From Josh Brown (@BrownRecord):

The Rangers own the best record — 11-2-0-2 — in the OHL’s western conference since pulling the trigger on a blockbuster deal Jan. 8 that brought [Toronto Maple Leafs pick Josh] Leivo, goalie Joel Vienneau, defenceman Frank Corrado and winger Derek Schoenmakers to Kitchener.

Spott says the additions helped ignited the team’s veterans and sent a message to the club that they were serious about winning. The move also changed the dynamic in the dressing room.

“We brought in guys who are not only great on the ice but off the ice are great leaders,” he said. “They’re talking and they’re energized.

“We had great kids here, but they were very quiet and these guys give us a real good shot of adrenaline.” (Waterloo Record)

The prevailing conclusion is that in a sport played by teenagers, do not make any conclusions in February, really.
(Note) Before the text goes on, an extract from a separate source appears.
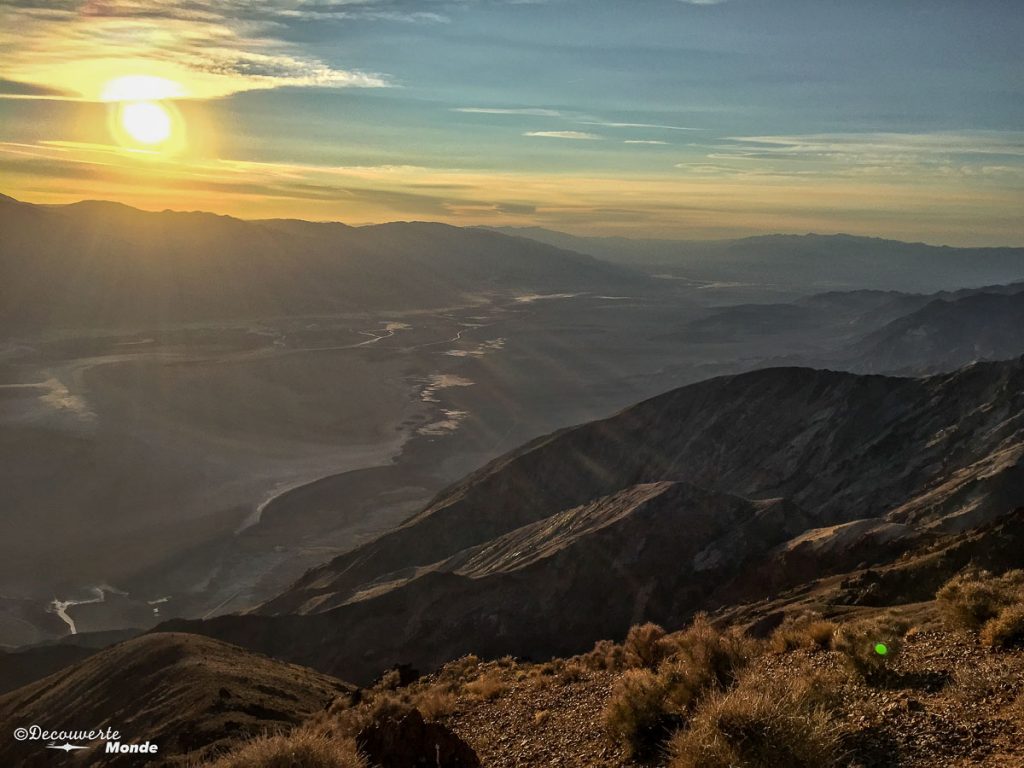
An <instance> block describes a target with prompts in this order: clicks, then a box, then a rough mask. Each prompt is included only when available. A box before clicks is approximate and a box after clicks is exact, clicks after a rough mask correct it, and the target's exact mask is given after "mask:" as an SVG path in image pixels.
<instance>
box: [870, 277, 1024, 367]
mask: <svg viewBox="0 0 1024 768" xmlns="http://www.w3.org/2000/svg"><path fill="white" fill-rule="evenodd" d="M1017 289H1018V290H1017V291H1016V292H1015V293H1011V294H1000V293H977V294H971V295H967V296H964V297H961V298H956V299H952V300H948V299H936V300H934V301H931V302H929V303H928V304H926V305H925V306H923V307H922V308H921V309H919V310H916V311H915V312H912V313H910V314H907V315H905V316H903V317H899V318H897V319H895V321H892V322H891V323H889V324H887V325H886V326H885V327H883V328H881V329H879V330H878V331H876V332H873V333H871V334H868V335H867V336H866V337H864V338H863V339H862V340H860V341H859V342H858V343H857V344H856V345H855V346H854V348H853V349H852V350H851V352H852V354H853V355H854V359H855V365H856V367H857V368H858V369H859V370H862V371H868V372H873V371H888V372H900V371H913V372H928V371H947V370H950V369H954V368H957V367H958V366H963V365H965V364H967V362H971V361H974V360H985V359H1005V358H1008V357H1013V356H1016V355H1020V354H1024V285H1018V286H1017Z"/></svg>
It's tempting to say this is the Curse of Kevin Baillie, since London GM Mark Hunter jettisoned his overage goalie in January to clear space for the "still very raw" Philadelphia Flyers second-rounder Anthony Stolarz and fellow 18-year-old Jake Patterson. That was part of the scheme to have a formidable 19-year-old goalie, or even a tandem, for an anticipated Memorial Cup year.

If it was not for the Knights goaltending being just okay of late (and the Flyers goalie connection jokes are not lost on me), one could probably dismiss the press-the-panic-button chatter. It's quite possible the ever-experimental Hunters, coach Dale and GM Mark, both lovers of line-tweaking, are taking advantage of having a big lead over the Barrie Colts for first overall. But the big takeaway is that this Knights crew has hinted if only in small doses that it can go awry for more than one game. That could bear heavily on its playoff prospects.